The site of Paestum was occupied during prehistory. Near the basilica were found objects dating from the Paleolithic to the Bronze Age; near Porta Giustizia, remains of huts have been discovered; At the temple of Athena and towards Porta Aurea, a Neolithic settlement was highlighted.
One imagines that two villages could have existed on the small hills corresponding to the basilica and the temple of Athena, and that between them a river would have crossed the expanse which was subsequently occupied by the forum.
The Eneolithic (Italian Chalcolithic) left more traces with the necropolis of Gaudo, about 1.5 km to the north.
From Sybaris to Poseidonia
The most important Greek colonies of the Mediterranean were founded in Asia Minor and in Magna Graecia (Magna Grecia, corresponding to southern Italy and Sicily), of which Poseidonia (Paestum) was a part.
But, we lack accurate information about the circumstances of the founding of the city, which took place around the middle of the seventh century BC.
However everything seems to come from the city of Sybaris, which established commercial colonies along the Tyrrhenian coast, like Laos, then further north at the mouth of the Sele where was founded a sanctuary dedicated to Hera, close to the future place of Paestum.
Strabo, the famous historian and geographer who lived at the time of Augustus (between 60 and 20 BC), reports indeed that around – 600, the sybarites installed a fortified place near the mouth of the Sélé River.
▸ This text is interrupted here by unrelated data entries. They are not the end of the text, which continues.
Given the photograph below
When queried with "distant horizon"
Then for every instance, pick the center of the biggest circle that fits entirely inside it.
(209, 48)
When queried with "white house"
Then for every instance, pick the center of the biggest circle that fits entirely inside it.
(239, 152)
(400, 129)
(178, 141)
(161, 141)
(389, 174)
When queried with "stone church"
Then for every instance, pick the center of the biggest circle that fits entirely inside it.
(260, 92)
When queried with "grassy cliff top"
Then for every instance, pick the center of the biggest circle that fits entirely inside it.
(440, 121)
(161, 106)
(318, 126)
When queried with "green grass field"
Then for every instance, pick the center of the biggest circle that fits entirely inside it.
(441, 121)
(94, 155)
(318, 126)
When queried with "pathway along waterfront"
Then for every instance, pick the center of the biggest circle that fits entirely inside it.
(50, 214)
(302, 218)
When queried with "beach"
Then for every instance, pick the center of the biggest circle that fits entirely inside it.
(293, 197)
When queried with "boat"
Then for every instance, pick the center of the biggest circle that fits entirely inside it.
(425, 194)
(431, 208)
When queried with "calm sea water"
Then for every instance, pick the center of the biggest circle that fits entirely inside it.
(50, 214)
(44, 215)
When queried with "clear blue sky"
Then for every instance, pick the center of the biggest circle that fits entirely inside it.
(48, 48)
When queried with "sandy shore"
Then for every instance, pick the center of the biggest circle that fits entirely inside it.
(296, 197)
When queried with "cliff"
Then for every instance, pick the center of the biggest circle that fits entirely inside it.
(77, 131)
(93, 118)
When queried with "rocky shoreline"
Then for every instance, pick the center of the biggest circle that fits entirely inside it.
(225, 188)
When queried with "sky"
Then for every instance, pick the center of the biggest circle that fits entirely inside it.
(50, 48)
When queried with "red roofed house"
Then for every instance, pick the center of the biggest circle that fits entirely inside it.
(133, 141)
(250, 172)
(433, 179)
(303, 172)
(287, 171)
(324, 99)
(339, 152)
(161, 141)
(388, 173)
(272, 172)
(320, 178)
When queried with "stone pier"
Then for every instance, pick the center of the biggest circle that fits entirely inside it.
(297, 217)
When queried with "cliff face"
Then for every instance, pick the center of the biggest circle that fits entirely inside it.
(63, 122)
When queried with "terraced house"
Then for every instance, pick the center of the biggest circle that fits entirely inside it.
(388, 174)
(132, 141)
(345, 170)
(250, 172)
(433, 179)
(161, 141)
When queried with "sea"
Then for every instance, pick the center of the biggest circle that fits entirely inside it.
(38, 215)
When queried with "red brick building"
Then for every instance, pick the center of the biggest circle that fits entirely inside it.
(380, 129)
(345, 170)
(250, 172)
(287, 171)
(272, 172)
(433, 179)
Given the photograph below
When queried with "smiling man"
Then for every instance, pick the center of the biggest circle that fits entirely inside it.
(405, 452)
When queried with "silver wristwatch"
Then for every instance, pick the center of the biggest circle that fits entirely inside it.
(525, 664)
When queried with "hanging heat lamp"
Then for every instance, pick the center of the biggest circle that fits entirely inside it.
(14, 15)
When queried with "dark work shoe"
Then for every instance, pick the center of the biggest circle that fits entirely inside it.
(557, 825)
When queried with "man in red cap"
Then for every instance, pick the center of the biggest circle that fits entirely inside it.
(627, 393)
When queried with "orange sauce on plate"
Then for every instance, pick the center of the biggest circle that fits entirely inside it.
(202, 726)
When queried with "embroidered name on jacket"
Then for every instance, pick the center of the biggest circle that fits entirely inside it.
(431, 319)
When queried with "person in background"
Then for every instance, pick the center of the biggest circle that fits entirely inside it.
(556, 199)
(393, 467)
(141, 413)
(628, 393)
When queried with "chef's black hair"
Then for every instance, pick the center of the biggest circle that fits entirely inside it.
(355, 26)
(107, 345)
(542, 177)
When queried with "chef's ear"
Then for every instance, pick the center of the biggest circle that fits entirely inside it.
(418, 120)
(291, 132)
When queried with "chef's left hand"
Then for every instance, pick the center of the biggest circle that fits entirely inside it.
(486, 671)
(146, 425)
Sybaris, on the Gulf of Taranto, which is the motherland of Poseidonia, was founded in 720 BC by some Achaeans.
This city was notoriously prosperous, known for its luxury and power, as reported by Diodorus Siculus in the 1st century BC, writing that “the sybarites were slaves of their bellies and lovers of luxury.”
This expansion of the colonies was thus linked to the need of the Sybarites to open a trade route between the Ionian Sea and the Tyrrhenian Sea, cutting through the Apennine Mountains, thus avoiding the bypass of the Calabrian coast and the Strait of Messina by sea.
Called Poseidonia in honor of the god of the sea Poseidon, it was strategically located at the crossroads of trade routes between the Ionian Basin, the Tyrrhenian Sea, and the Italic regions of the interior.
Thus, the Sybarite trade developed as well by sea, between the Greeks, Etruscan and Latin, as on the ground, in contact with the native populations.
It was clearly in the second half of the 7th century that Poseidonia was developed. In a necropolis located just outside the enclosure, was found Corinthian Greek material which show that the city existed in 625 BC.